私は、議論を学ぶ場として英語教育が最もふさわしいと考えています。というのも、もともと英文学は植民地の人々の教育に活用されてきましたし、アメリカでも反共産主義的な思想の普及に文学が使われてきた文化冷戦の歴史があります。つまり、現在の様々な領域における国際的なスタンダードや価値観が成立する背景に、あるいはそのすぐ近くに英米文学があるのです。英語空間に参入するということは、そうした価値形成に関わることと同義的です。だとすれば、インプットと同等かそれ以上にアウトプットが重要に思えるはずです。
大学院生を対象に、アメリカ文学の授業も持っています。
先述のようにとりわけ冷戦期以降のアメリカでは政治と文学が無関係ではありませんでした。今もアイデンティティポリティクス、つまり人種や民族など特定のアイデンティティを持つ集団が権利や承認を求めて起こすような政治活動に、文学が寄与することが多くあります。
アメリカ文学を学ぶことは、社会の中の自分、つまりどういうネットワークの中に自分がいるのか、ということを考えることに通じるのです。世の動きや繋がりの中で自分はこれからどうするのか、一生かけて解くべき課題を得るのに適した学問だと思っています。
私自身は、アメリカ文学の中でもウィリアム・フォークナーという20世紀に活躍した作家と、雑誌や書籍上で彼のような作家がどのような見られ方をしていたのかを論じるプリントカルチャー論を主に研究しています。作品そのものだけでなく、誰が何についてどう批評してきたのか、文学批評史についても研究対象にしています。
私は1980年生まれで、運良く65歳の定年を迎えられるとしたら、その時は2045年。第二次世界大戦終戦から100年にあたる年です。その年までに、日米の文化と政治を整理し世の中に発信できるようにしていたい。それはこの時代を生きる米文学者である私のミッションだと認識(もしかしたら勘違い)しています。

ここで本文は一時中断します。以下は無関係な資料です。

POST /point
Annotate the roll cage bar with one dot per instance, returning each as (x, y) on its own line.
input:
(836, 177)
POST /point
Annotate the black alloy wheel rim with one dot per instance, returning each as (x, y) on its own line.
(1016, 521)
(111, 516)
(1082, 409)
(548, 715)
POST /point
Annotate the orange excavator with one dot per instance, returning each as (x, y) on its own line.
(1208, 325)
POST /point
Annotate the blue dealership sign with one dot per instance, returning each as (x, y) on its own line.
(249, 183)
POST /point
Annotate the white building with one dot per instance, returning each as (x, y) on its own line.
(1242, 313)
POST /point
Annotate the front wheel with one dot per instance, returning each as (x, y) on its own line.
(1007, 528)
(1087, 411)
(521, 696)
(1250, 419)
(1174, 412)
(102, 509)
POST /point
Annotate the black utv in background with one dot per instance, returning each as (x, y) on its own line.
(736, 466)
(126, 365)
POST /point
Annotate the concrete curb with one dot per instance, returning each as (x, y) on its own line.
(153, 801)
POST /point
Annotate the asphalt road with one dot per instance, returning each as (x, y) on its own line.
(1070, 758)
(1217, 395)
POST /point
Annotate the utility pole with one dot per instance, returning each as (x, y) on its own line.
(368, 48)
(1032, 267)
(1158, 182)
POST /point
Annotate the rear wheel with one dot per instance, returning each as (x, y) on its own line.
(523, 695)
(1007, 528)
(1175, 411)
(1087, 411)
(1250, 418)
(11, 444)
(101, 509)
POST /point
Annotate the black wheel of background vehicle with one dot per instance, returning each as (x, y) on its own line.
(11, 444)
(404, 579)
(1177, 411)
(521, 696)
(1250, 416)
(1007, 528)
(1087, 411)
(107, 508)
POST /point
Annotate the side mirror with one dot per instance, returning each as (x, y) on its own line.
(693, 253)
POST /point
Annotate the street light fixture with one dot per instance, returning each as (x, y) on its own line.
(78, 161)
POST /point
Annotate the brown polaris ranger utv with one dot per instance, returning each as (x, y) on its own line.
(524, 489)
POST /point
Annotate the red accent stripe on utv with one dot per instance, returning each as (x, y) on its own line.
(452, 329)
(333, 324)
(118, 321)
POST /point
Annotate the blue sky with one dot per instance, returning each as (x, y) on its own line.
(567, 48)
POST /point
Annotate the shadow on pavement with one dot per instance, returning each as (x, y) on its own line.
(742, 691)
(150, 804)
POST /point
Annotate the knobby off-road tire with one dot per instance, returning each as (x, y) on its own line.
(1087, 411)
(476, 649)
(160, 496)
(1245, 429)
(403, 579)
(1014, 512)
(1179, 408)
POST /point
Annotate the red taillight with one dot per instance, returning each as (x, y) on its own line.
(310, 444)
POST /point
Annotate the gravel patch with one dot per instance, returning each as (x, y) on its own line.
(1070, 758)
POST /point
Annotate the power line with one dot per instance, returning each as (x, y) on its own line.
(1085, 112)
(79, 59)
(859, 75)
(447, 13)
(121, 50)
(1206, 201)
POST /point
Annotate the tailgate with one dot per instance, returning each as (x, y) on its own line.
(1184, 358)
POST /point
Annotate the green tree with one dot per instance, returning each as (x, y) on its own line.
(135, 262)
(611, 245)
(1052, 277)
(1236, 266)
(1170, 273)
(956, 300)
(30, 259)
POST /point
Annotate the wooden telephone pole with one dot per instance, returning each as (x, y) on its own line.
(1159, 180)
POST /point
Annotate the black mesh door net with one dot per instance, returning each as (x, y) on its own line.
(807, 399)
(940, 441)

しかも、私はフォークナーを研究している。フォークナーは南部人、つまり南北戦争で敗れた側の人間です。1949年度のノーベル文学賞を受賞したのち、この南部作家は1955年に日本の長野に来て、「同じ敗戦国の作家として、日本の作家も私のように傷から立ち上がり文学をつくっていくだろう」と日本の文学界を鼓舞しました。大江健三郎や中上健次は、フォークナーに影響された作家として有名です。
それゆえ冷戦期の文学と政治を考えるには、フォークナー研究がもっともふさわしいと信じて、研究を進めています。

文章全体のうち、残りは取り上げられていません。